On January 9, 2024, the United States Department of Labor (“DOL”) announced a new rule, effective March 11, 2024, that could impact countless businesses that use independent contractors. The new rule establishes a six-factor analysis to determine whether independent contractors are deemed to be “employees” of those businesses, and thus imposes obligations on those businesses relating to those workers including:  maintaining detailed records of their compensation and hours worked; paying them regular and overtime wages; and addressing payroll withholdings and payments, such as those mandated by the Federal Insurance Contributions Act (“FICA” for Social Security and Medicare), the Federal Unemployment Tax Act (“FUTA”), and federal income tax laws.

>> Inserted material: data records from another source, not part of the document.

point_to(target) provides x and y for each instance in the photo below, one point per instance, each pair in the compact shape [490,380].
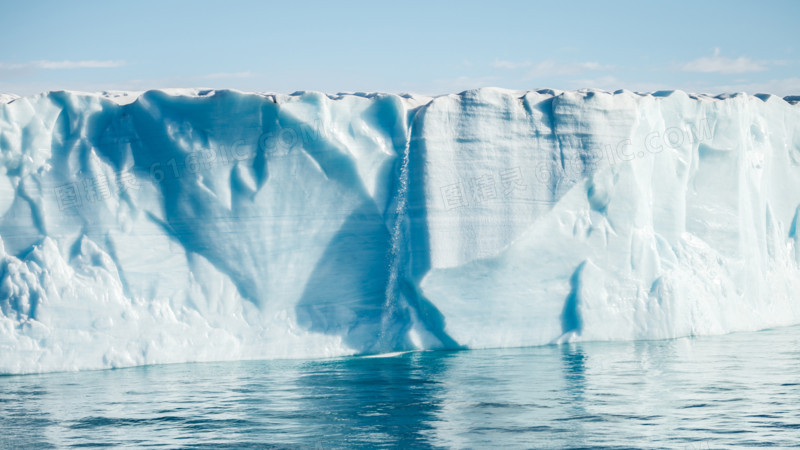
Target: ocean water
[703,392]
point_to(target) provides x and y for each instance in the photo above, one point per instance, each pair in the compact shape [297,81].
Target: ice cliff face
[200,225]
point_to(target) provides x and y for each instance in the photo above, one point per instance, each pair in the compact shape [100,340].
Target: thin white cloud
[224,75]
[56,65]
[510,65]
[550,68]
[722,64]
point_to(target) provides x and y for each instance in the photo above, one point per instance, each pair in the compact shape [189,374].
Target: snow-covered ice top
[192,225]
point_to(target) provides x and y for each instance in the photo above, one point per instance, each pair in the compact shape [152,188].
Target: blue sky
[428,47]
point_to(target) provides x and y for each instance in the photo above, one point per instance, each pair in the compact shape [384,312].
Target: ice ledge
[414,100]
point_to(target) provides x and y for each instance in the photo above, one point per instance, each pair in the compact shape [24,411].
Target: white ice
[189,225]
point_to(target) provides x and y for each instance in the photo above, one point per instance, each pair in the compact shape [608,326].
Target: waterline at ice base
[189,225]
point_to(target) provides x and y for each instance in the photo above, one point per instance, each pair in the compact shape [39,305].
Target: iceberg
[196,225]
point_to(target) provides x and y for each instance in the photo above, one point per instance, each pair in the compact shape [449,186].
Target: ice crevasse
[195,225]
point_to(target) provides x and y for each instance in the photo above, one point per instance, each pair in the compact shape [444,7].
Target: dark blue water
[741,389]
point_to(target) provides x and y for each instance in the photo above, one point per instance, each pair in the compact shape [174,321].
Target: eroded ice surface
[209,225]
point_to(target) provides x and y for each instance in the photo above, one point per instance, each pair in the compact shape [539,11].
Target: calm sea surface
[709,392]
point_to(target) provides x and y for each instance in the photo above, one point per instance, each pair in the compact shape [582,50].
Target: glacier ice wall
[210,225]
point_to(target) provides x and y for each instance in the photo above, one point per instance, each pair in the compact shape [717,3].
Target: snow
[196,225]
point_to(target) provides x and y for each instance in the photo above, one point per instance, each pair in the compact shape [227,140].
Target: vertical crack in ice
[392,295]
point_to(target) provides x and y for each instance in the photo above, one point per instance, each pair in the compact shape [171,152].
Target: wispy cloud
[550,67]
[57,65]
[224,75]
[722,64]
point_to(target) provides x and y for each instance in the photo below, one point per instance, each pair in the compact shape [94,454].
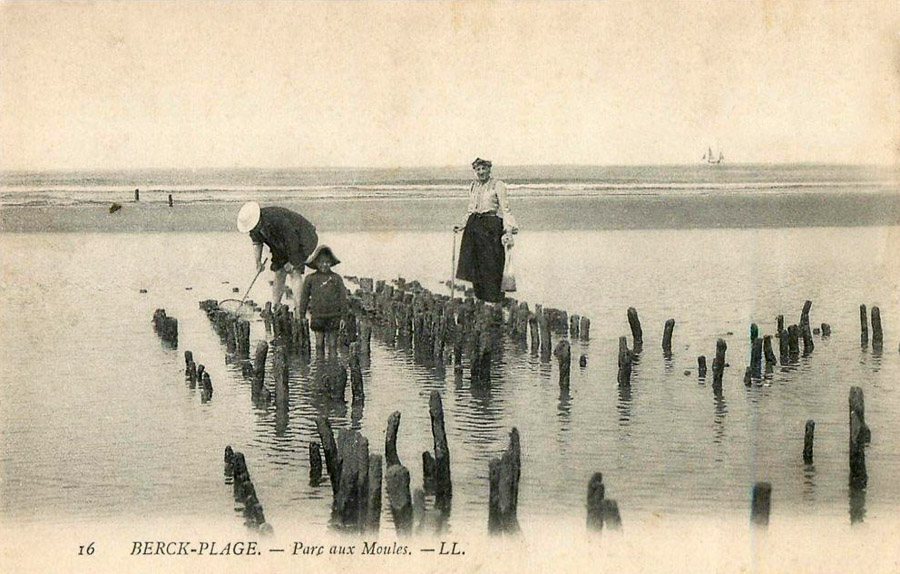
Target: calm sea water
[272,185]
[98,422]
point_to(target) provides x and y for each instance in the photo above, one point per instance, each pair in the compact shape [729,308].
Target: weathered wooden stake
[596,491]
[356,382]
[397,487]
[761,504]
[877,335]
[808,438]
[585,329]
[315,464]
[332,459]
[756,358]
[504,476]
[563,354]
[544,328]
[859,435]
[390,440]
[373,510]
[864,326]
[443,487]
[805,332]
[768,352]
[667,337]
[719,365]
[637,333]
[626,359]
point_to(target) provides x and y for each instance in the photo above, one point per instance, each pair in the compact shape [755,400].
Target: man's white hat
[248,217]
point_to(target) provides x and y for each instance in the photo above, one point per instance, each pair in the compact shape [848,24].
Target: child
[325,296]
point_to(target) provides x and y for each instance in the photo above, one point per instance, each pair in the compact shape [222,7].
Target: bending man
[290,237]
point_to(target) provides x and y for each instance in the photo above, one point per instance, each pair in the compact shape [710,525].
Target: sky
[115,85]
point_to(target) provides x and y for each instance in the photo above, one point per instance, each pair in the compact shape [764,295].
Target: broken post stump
[768,352]
[584,329]
[761,504]
[863,326]
[859,436]
[315,464]
[808,437]
[626,359]
[390,440]
[596,491]
[443,487]
[637,334]
[563,354]
[667,337]
[877,335]
[397,487]
[504,473]
[805,331]
[719,365]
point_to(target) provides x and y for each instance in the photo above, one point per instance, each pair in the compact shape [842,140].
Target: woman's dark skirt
[482,256]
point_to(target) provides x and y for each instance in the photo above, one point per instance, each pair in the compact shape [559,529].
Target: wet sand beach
[811,209]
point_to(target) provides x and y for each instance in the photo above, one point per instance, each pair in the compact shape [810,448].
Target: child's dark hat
[320,251]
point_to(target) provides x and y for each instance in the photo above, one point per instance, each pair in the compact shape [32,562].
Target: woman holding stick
[487,232]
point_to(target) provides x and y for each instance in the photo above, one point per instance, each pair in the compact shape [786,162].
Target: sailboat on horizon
[711,158]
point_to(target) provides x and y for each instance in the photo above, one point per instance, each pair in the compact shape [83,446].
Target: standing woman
[487,231]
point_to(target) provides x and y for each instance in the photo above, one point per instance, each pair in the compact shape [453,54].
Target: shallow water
[98,421]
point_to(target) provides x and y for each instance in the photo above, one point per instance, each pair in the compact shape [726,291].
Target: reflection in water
[857,504]
[809,482]
[564,416]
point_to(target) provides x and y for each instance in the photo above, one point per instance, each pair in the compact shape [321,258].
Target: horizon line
[446,166]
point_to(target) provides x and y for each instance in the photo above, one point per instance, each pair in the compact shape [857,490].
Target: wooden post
[768,352]
[259,368]
[373,510]
[397,487]
[859,436]
[563,354]
[596,491]
[504,476]
[626,359]
[544,328]
[794,342]
[332,460]
[858,406]
[864,326]
[667,337]
[356,383]
[808,437]
[805,332]
[637,333]
[390,440]
[443,487]
[877,336]
[315,464]
[761,504]
[719,365]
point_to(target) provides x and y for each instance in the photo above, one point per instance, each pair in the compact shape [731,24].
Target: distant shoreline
[710,211]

Further, workers claiming employee status under this rule may claim entitlement to coverage under the businesses’ group health insurance, 401(k), and other benefits programs.

The DOL’s new rule applies to the federal Fair Labor Standards Act (“FLSA”) which sets forth federally established standards for the protection of workers with respect to minimum wage, overtime pay, recordkeeping, and child labor. In its prefatory statement that accompanied the new rule’s publication in the Federal Register, the DOL noted that because the FLSA applies only to “employees” and not to “independent contractors,” employees misclassified as independent contractors are denied the FLSA’s “basic protections.”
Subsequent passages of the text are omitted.